11

I have the following line in my .bashrc

xmodmap -e "keycode 116 = slash"

when I SSH to that machine, I get

xmodmap:  unable to open display ''

and needless to say, I want it out of there. Can anyone let me know how to clean this error?

OpenSSH_4.7p1 Debian-8ubuntu1.2, OpenSSL 0.9.8g 19 Oct 2007

Thank you for your help.

2
  • 1
    with both given answers you can cure the symptom, but imho the main problem is, that the xmodmap-call does not belong to .bashrc. it is something which should be set once for the current X11-session .. and not each time a shell is opened. so imho the xmodmap-call belongs to .xinitrc or .xsession, before you call your windowmanager.
    – akira
    Oct 25, 2009 at 16:49
  • Good point, akira. I didn't even think about this when answering.
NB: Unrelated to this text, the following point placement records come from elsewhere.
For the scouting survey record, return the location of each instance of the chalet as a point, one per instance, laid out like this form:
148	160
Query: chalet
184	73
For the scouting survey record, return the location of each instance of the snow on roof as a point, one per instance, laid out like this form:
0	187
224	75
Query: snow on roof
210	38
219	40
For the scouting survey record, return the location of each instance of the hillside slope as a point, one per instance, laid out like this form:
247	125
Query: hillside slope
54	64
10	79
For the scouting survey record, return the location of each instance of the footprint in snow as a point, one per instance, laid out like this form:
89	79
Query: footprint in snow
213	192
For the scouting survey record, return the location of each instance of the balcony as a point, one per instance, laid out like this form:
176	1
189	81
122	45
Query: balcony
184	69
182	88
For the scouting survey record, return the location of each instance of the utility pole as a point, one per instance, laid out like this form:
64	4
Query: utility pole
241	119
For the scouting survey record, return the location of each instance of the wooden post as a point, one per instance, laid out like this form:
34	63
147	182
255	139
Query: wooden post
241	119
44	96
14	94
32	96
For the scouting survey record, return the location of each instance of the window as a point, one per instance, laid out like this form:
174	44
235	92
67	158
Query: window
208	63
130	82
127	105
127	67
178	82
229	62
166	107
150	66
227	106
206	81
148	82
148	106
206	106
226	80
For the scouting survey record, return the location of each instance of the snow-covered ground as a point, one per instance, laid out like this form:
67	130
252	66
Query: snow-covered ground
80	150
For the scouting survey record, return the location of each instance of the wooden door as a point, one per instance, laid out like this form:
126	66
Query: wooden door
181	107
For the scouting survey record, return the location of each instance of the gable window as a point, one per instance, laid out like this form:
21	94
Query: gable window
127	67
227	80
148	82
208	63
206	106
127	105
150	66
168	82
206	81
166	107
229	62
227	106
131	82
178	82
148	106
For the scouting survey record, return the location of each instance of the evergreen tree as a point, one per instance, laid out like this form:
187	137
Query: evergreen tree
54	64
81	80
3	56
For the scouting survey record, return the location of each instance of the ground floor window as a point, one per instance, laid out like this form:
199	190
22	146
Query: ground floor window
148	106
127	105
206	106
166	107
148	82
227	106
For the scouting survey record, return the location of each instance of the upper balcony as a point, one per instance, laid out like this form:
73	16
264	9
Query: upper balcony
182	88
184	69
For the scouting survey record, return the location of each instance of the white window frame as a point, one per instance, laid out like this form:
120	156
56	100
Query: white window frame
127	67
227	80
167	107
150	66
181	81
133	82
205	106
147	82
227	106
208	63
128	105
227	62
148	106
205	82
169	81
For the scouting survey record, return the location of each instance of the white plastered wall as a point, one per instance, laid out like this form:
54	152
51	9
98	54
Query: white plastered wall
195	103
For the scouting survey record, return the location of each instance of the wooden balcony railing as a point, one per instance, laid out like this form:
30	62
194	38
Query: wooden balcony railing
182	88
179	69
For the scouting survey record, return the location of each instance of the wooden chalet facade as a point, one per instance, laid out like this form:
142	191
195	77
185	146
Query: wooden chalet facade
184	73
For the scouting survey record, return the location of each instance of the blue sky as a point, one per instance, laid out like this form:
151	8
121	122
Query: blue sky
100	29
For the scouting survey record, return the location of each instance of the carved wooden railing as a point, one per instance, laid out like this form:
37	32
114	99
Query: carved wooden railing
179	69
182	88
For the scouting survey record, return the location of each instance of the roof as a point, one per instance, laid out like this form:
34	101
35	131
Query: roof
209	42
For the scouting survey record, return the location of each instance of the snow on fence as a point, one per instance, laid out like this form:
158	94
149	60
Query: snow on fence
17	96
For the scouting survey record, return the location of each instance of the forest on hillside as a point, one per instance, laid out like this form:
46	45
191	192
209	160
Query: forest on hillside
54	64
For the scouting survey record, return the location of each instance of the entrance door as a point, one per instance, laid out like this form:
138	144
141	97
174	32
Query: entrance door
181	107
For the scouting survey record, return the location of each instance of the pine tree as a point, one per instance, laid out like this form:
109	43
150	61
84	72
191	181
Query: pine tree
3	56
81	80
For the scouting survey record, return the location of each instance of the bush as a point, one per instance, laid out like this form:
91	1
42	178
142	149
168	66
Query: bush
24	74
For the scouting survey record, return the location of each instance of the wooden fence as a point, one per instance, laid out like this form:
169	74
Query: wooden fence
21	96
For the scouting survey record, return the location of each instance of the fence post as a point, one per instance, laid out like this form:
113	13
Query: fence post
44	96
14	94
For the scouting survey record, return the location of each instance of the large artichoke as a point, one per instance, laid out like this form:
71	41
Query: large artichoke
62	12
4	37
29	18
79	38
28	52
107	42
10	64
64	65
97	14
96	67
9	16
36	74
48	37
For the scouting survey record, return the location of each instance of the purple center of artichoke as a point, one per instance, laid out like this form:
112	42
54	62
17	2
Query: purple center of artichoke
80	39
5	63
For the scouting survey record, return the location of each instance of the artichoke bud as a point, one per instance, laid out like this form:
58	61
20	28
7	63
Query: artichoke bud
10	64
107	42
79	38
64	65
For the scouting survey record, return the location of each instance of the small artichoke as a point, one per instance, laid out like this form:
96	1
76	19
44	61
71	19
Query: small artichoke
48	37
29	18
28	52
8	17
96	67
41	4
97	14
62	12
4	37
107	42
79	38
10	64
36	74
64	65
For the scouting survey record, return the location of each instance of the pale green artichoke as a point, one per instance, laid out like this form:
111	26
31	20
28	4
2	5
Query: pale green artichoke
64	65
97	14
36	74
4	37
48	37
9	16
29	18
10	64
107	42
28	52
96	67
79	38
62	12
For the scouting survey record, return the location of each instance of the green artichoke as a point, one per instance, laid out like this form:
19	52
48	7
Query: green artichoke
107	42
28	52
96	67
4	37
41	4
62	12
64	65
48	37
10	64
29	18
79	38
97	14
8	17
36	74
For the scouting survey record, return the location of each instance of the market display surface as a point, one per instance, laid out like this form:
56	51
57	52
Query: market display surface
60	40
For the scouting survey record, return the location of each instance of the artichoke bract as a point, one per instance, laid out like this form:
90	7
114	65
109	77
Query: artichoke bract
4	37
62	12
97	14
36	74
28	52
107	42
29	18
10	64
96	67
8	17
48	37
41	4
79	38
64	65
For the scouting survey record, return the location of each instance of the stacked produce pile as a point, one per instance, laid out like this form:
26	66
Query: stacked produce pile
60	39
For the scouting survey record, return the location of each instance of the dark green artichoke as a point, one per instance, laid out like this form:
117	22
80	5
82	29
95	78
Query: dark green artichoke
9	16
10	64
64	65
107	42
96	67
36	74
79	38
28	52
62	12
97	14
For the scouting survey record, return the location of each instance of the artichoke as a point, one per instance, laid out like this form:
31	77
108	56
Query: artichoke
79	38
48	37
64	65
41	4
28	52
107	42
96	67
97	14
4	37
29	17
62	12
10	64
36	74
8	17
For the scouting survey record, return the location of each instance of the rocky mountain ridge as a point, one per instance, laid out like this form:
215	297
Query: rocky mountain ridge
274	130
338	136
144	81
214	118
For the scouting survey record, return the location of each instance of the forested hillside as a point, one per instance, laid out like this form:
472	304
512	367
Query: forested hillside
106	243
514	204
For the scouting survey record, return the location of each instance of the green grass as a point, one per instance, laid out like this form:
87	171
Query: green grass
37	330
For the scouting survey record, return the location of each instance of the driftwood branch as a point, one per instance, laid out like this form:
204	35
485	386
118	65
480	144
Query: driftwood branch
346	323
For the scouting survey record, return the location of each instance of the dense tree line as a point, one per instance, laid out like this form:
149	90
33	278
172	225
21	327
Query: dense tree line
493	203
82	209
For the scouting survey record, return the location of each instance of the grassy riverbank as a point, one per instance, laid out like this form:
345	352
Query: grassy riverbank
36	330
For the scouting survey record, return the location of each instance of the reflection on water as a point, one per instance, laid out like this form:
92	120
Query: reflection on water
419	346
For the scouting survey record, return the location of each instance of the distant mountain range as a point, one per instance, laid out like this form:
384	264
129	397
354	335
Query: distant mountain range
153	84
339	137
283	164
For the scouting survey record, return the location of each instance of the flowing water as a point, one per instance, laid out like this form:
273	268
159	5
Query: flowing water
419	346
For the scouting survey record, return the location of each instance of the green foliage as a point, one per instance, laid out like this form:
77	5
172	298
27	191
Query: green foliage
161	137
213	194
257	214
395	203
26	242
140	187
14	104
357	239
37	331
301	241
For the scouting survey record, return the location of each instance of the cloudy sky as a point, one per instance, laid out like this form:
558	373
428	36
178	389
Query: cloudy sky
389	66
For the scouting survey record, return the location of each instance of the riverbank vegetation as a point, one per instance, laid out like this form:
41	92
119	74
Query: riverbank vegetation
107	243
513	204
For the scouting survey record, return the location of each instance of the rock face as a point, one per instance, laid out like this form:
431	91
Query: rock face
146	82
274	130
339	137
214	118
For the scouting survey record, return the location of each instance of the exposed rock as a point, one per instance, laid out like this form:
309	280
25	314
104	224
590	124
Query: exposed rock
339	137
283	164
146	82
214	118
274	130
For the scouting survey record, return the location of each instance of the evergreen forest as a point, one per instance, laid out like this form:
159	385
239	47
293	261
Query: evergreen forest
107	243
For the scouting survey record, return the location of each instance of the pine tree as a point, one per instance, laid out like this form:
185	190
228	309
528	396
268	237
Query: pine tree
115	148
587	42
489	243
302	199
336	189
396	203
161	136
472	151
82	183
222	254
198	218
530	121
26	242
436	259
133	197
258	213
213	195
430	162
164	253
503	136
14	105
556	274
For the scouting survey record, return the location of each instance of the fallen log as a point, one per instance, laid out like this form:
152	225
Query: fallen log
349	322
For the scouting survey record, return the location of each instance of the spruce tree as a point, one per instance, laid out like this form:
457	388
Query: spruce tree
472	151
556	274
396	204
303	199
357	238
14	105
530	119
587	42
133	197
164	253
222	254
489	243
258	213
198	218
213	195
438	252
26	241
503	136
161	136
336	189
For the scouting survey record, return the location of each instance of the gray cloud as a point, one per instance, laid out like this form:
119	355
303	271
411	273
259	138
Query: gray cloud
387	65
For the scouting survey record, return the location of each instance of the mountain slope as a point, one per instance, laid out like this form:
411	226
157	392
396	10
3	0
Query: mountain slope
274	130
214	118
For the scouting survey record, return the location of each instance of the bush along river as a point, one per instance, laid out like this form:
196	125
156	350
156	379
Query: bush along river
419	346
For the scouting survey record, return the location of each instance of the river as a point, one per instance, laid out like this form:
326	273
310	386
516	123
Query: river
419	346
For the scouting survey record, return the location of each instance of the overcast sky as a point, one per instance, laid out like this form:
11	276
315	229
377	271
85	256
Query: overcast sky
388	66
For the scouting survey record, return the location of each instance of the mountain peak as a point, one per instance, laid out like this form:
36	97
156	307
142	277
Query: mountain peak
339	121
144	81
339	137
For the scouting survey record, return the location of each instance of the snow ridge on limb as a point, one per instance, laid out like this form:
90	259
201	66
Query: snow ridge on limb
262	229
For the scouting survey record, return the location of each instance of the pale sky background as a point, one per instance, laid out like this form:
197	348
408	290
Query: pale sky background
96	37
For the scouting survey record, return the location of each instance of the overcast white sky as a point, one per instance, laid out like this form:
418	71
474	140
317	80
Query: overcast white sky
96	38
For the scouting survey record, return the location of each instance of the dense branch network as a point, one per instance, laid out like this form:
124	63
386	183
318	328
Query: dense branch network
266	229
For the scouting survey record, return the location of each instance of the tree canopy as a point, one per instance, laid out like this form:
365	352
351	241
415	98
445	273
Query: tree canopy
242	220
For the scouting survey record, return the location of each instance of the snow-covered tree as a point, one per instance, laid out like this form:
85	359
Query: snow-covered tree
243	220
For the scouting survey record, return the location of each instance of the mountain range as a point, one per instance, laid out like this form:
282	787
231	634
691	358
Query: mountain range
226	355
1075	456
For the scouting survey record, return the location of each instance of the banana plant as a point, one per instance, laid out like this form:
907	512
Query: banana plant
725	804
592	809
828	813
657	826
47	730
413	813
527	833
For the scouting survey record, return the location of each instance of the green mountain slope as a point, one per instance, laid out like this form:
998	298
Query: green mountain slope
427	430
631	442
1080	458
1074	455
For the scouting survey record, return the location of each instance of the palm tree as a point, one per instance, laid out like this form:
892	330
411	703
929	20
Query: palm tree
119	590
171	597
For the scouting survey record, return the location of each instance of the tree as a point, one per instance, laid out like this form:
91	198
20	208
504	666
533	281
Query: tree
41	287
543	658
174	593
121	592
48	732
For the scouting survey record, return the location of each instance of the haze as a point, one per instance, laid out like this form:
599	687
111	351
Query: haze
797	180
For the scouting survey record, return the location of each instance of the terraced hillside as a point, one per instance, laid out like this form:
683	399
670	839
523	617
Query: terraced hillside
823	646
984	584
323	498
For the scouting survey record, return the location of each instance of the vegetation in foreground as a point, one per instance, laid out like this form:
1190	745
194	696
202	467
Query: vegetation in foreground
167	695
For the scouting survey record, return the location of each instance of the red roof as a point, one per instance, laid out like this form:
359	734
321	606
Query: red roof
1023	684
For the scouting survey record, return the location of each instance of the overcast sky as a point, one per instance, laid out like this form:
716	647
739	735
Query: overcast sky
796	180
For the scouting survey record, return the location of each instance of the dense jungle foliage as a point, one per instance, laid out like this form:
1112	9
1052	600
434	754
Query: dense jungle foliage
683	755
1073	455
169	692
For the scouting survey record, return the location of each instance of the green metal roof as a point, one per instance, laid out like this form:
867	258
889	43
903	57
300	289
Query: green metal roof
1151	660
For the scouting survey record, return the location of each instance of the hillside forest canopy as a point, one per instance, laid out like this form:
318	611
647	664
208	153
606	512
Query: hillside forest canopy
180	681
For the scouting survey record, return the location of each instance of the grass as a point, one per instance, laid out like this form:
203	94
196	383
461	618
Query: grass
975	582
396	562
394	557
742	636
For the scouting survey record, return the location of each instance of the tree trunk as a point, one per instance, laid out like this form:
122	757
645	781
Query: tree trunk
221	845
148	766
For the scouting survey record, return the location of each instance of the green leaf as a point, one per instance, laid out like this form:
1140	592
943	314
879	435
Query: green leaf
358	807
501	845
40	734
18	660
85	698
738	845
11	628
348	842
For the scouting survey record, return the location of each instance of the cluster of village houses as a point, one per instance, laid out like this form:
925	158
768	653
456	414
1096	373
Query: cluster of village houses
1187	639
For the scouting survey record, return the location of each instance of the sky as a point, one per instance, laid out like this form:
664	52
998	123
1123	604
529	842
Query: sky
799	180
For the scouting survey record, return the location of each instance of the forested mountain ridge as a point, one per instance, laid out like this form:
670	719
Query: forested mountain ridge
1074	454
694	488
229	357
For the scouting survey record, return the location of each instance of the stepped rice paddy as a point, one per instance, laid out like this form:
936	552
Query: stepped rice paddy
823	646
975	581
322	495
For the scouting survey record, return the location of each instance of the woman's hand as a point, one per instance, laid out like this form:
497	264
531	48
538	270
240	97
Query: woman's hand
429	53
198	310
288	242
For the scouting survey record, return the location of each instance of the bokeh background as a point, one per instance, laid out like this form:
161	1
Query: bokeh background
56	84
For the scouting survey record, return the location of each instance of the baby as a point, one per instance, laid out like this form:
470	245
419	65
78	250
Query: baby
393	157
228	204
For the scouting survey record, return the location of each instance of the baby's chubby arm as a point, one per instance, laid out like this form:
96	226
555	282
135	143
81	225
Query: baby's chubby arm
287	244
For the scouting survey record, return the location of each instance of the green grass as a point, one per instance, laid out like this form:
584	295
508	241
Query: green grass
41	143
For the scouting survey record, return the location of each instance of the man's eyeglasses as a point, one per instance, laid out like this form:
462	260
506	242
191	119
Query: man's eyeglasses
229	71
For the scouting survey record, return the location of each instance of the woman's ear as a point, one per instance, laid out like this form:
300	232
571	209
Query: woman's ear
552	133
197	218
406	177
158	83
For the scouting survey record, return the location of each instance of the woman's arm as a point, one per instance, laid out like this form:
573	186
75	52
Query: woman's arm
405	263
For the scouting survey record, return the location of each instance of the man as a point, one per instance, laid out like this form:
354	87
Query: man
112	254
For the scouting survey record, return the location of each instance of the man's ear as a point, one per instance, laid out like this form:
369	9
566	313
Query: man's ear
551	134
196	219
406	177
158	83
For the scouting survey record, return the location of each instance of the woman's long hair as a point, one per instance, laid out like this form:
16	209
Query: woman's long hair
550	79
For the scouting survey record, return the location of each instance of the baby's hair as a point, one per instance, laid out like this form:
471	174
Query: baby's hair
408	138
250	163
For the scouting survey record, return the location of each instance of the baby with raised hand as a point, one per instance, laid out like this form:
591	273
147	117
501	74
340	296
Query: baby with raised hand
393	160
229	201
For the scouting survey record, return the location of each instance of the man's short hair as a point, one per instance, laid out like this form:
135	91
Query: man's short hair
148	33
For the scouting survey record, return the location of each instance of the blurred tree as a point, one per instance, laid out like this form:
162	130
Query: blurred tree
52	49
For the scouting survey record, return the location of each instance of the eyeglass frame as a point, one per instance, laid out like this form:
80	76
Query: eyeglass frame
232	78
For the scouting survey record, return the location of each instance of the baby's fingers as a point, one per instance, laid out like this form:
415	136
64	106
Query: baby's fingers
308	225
Dervin: Have you tried something like this? help.ubuntu.com/community/MultimediaKeys
    – innaM
    Oct 28, 2009 at 21:18

2 Answers 2

13

You could change your .bashrc to only do run xmodmap if there is a display available:

if [ -n "${DISPLAY+x}" ]; then
    xmodmap -e "keycode 116 = slash"
fi
2
  • 1
    Unrelated, but [ -n "${DISPLAY+x}" ] can be replaced with a simpler [ "$DISPLAY" ] or [[ $DISPLAY ]]. Oct 5, 2011 at 6:00
  • Strangely enough, I still get the error message when I have this if-statement.
    – byxor
    Jul 27, 2017 at 13:00
1

That error is probably because you didn't enable X11 forwarding. Just run ssh with the -X option (ie

ssh -X -l user server.tld

or in putty click the option goto SSH -> X11 -> Enable X11 forwarding.

Of course you need to be running an Xserver first before you SSH in, Linux has this by default, where if you are running Windows you can use Xming.

If you don't use an X11 session whenever you SSH in, then just use Manni's solution.